The community-generating power of the internet is in direct contrast to the atomising power of television. The internet connects where television isolates. While newsprint and radio are less isolating, television symbolises the atomisation implicit in mass media, which bases its business model on establishing a hub-and-spoke relationship with consumers, dominating and mediating the way they understand the world and blocking out competing sources of information or, for that matter, anything that might distract them from their roles as passive advertising target and contented consumer.

(By the way, the atomisation that’s at the heart of the liberal economic project is a separate matter I’ll deal with in a coming piece on economic reform).
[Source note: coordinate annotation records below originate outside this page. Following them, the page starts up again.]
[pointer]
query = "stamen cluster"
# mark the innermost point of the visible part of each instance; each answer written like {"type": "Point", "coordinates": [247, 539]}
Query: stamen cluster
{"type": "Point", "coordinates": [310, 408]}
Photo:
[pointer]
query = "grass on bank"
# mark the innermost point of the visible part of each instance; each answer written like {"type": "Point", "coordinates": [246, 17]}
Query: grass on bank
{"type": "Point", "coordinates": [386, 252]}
The internet won’t restore a prelapsarian world from the time before the idiot box ended our bowling nights. The communities and connections established won’t be like those of a geography-based world. They’ll be communities we choose for ourselves, because empowered audiences now don’t just decide for themselves what news articles to consume, they decide the worlds in which they’ll participate.

Which brings us back to politics and the media — two industries, by the way, that not merely share a past as gatekeepers but that are structured on geography. Our political system is based on an arbitrary fixation with the nation-state and geographically determined electorates (an idea inherited from the Brits), and the mainstream media continues to mostly operate, and be regulated, on the basis of location.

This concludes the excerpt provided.